By Bruce Levine–
CHICAGO (CBS) — Cubs catcher Willson Contreras sat on the bench after his team’s 2-0 loss to the Dodgers on Wednesday night, contemplating what went wrong. The 24-year-old Contreras had made a costly error on an easy assist chance that gave Los Angeles an insurance run in the ninth inning. That run wouldn’t prove to matter, but the young Contreras was still impacted by his mishap.
Teammates and coaches all have raved about Contreras’ work ethic and improvement from his rookie campaign in 2016. At the start of last season, Contreras was catching at Triple-A Iowa. Since last June, he has become an integral part of the Cubs’ championship team, a raw talent on arrival to the big leagues who may be challenging Giants catcher Buster Posey and Cardinals catcher Yadier Molina for All-Star game playing time soon.
“He is really good,” Cubs right-hander John Lackey said. “He is a baseball guy. He wants to get in deep to (video). He wants to learn from the scouting report. It is fun to work with a young guy who is all in. He is fun to work with and obviously very talented. He is going to be a good player.”
Lackey isn’t an easy individual to impress. Contreras’ first starting assignments in 2016 were catching Lackey. There was certainly a learning curve, but his progress has impressed many, even with just 82 big league games under his belt. Contreras split time between catcher and left field last season. The year, he’s the team’s primary catcher.
“You can see the confidence he has now,” right-hander Kyle Hendricks said. “He has just continued to develop and learn from (catching coach Mike Borzello). In the beginning, you could see his drive to learn. He tried to take in all the information he could. Some of that comfortability and confidence took time to come. Now you can see he is confident in what he is calling behind the plate. That makes us pitchers trust him that much more. We always trusted him. His added confidence now allows us to take more suggestions from him.”

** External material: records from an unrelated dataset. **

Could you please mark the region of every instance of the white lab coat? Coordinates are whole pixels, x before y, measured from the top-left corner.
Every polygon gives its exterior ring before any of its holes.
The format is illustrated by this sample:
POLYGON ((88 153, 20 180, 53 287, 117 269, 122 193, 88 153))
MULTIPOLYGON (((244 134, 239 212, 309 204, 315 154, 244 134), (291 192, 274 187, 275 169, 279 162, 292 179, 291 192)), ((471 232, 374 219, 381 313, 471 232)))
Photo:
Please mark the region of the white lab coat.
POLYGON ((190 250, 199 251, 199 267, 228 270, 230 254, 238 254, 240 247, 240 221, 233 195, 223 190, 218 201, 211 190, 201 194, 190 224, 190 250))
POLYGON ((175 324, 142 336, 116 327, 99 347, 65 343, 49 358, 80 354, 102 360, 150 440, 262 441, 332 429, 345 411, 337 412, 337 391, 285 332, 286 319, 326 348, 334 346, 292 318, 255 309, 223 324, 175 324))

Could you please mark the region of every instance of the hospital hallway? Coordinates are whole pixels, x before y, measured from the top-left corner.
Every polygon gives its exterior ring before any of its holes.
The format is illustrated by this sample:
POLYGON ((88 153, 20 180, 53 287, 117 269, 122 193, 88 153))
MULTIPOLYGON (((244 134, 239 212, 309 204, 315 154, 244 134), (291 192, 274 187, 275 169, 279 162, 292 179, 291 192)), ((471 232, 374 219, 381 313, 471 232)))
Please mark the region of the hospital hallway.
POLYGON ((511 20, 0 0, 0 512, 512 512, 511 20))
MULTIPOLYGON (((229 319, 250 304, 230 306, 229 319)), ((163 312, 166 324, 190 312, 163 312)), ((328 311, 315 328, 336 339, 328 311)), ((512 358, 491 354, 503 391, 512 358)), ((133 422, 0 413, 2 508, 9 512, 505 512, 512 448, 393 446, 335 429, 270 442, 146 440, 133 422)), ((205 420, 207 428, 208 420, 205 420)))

Contreras is a weapon beyond his catching and throwing abilities. During spring training, he showed a penchant for driving the ball to right field and out of the park. Many young catchers learn to sacrifice time on offense for the enormous defensive responsibilities demanded these days.
Contreras may be able to combine the two sets of skills this season. His 12 home runs in 2016 were the third-most by a Cubs rookie catcher, and he didn’t have the full season to accrue that number like Geovany Soto did in 2008 (23 homers) and Randy Hundley in 1966 (19).
Entering play Thursday, Contreras was hitting .292 with a homer, five RBIs and a .778 OPS in six games. On top of that, his focus has remained on being consistent for his pitchers and stealing some strikes with pitch framing.
“He is sitting quietly,” manager Joe Maddon said of Contreras’ progress on handling breaking balls. “If you ever watch Molina catch or the other really good catchers, on the edges they are normally very quiet. That allows the umpire a good look as they bring back the ball to the center of their bodies (with pitch framing). He works so hard both physically and mentally. None of this surprises me. He is just really good back there. Willson is just scratching the surface. He will continually get better. We really work on the edges a lot. He is doing a great job of adapting to it.”